Educating the next generation: To Grace Through Grace

Educating the next generation: To Grace Through Grace August 12, 2013

I got my mother’s artistic eye, my grandfather’s sharp mind and my grandmother’s storytelling flair.

As I wrote Big Topics at Midnight, the only way I knew to move forward was to look back.  The single-perspective history I’d learned in school was too limited, so I started reading other versions by women and people of color. To my horror, I found many of these new stories in direct conflict with the “official” accounts.

Wondering how my ancestors fit into this bigger picture of history, I did some sleuthing, work that at turns both inspired and devastated me.  I learned that one of my ancestors helped destroy thirty-six Cherokee Villages and later owned thirteen slaves. As often happens with women, most of my grandmothers’ stories had been lost.

Along with some family beliefs and behaviors I admired, I found some I didn’t want to pass on to the next generation. Healing my life involved listening to my ancestors, hearing with the ears of my heart how they moved from despair to joy. I did free writes to connect to their voices and to recover the parts of their stories that had been lost. This process changed my life.

Looking back, I realized that my life would ripple beyond my death.  I decided that I must be a good ancestor now.

To mark my life’s work as an offering for future generations, I wrote the following letter to my granddaughter, seven generations in the future:[1]

 

Dear Grace,

It will be years before you walk on this planet Earth, but the same stardust and DNA swirls through our bodies. You were the last thing on my mind when I began to write Big Topics at Midnight. Then one day you introduced yourself as my granddaughter from seven generations in the future and, as if your life depended on it, encouraged me to keep diving deeper into the big topics of race, class, gender and myself.

It’s hard to know how to speak in ways you will understand a few hundred years from now. Just as when I read Biblical texts written two thousand years ago, when you read my words, things will be different. What I can say for certain is that I wrote from the truest place I knew and hope that my words will translate across time and space.

This journey has been full of Graces and grace. One Grace was a slave of our ancestors, Jacob and Margaret Tipps, seven generations before me. I don’t know the details of her life, but I discovered that living on a small plantation in the eighteen hundreds, she likely experienced brutality. Yet this Grace reached out to me and showed me that life is much bigger than I’d ever imagined. She refused to let me drift off to sleep again. You, young Grace, were right by her side.

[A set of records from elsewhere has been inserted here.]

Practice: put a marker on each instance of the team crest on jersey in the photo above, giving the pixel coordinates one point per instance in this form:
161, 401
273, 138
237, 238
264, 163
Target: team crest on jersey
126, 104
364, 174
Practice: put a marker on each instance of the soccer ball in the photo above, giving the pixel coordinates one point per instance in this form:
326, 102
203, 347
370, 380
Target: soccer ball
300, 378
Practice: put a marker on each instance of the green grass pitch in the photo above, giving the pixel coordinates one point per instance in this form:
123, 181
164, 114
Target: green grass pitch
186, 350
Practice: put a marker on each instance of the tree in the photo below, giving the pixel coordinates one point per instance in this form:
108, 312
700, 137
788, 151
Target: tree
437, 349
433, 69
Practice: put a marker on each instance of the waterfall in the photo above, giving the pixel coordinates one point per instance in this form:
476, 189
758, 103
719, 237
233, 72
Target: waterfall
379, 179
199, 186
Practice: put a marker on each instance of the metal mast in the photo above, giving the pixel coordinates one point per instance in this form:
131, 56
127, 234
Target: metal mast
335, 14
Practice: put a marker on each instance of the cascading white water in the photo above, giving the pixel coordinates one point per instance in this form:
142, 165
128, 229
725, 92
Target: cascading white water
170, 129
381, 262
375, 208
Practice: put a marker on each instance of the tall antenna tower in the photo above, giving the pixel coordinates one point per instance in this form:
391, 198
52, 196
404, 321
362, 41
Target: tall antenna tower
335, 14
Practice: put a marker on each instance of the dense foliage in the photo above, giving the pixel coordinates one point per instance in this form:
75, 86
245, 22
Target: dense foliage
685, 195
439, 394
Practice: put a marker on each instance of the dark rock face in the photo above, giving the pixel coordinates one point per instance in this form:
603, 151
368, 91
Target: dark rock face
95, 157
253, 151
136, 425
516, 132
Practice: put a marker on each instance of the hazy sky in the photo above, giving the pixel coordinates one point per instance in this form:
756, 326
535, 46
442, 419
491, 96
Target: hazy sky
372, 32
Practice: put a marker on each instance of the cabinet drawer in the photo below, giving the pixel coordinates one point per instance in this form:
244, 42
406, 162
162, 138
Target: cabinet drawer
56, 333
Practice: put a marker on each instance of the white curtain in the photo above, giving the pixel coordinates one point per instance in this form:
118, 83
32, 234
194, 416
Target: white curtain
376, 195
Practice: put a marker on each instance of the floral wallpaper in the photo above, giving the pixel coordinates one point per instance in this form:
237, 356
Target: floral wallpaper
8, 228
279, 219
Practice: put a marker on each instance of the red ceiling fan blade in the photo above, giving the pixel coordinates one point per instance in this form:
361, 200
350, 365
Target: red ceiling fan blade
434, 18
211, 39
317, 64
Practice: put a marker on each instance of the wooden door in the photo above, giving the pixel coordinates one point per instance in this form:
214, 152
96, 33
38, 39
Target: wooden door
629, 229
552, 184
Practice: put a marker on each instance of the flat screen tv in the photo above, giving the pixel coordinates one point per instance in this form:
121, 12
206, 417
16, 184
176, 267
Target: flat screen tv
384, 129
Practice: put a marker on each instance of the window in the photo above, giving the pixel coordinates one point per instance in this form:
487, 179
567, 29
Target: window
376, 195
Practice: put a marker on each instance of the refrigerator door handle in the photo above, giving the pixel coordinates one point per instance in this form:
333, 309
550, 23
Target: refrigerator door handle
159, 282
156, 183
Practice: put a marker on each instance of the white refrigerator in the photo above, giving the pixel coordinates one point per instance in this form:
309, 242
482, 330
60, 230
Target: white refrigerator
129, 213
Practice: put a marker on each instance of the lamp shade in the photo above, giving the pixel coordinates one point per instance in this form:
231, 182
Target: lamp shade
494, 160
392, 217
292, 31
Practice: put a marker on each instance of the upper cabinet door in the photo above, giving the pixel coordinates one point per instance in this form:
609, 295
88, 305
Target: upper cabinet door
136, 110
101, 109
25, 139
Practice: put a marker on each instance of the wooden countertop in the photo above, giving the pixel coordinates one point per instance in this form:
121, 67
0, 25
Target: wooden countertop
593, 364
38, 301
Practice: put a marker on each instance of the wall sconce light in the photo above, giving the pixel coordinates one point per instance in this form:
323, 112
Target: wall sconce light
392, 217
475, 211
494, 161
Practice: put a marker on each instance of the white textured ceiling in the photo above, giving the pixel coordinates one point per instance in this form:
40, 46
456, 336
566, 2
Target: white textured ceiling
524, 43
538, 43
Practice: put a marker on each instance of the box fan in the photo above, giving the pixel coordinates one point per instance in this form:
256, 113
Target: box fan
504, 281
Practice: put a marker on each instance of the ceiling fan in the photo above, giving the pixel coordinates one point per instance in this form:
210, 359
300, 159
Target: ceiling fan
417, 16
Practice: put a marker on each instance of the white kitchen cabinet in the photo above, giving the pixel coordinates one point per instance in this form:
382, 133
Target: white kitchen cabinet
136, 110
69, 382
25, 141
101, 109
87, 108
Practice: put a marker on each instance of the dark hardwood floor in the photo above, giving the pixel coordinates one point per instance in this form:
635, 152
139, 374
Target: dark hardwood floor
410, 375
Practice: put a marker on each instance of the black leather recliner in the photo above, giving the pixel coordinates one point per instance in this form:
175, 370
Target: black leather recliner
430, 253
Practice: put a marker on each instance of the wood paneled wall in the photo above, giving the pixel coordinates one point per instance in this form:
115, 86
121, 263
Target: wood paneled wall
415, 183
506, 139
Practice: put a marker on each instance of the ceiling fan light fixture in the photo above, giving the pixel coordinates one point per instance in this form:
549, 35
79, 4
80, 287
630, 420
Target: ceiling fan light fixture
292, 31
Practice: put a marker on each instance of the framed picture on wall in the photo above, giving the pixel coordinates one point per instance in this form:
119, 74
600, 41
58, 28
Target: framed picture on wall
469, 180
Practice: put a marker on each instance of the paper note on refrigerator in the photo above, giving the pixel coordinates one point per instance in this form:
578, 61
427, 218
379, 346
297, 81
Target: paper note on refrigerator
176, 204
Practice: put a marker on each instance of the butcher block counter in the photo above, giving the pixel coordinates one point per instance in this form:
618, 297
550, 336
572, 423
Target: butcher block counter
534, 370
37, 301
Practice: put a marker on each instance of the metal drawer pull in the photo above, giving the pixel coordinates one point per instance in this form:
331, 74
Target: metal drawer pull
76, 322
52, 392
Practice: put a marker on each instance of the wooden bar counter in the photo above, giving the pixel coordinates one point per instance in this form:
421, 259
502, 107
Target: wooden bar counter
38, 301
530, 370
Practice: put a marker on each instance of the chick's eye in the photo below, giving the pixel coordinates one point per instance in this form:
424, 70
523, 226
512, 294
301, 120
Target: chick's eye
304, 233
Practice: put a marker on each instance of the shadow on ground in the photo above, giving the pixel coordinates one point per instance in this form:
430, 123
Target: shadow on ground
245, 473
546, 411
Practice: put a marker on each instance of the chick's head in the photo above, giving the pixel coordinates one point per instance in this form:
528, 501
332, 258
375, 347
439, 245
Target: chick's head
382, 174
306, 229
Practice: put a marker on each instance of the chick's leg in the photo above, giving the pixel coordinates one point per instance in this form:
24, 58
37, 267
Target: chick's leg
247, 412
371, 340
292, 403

My generation carries the responsibility to live our lives in such a way that yours is left with possibilities rather than the remains of today’s physical and spiritual toxins. I don’t want you to be born onto a planet split apart between those who have access to money and power and those who don’t. I don’t want you to struggle against a patriarchal undertow to find your own voice. I don’t want you to have to live among people who believe that the color of one’s skin is an indicator of value. Instead, I long for you to be the person you were created to be, living in communities with others embodying their own fullness. This book, and opening conversations about race, class and gender is my gift to further that end.

Walking on this Earth between Grace and Grace, I am Nancy Ann Mathys Thurston. In Hebrew, both Nancy and Ann mean grace. In a world filled with grace and Grace, anything is possible. I pray that my story will be intertwined with the stories of many, forming a web strong enough to beautifully support generations yet unborn.

May it be so.

Blessings, Nancy

 

Through the lenses of race, class and gender, Nancy M. Thurston excavates history—personal, familial, global—for the sake of cross-generational healing and transformation.  

 



[1] Nancy M. Thurston, Big Topics at Midnight: A Texas Girl Wakes Up to Race, Class, Gender and Herself (Portland, Oregon:Rosegate Press, 2011), 354-355.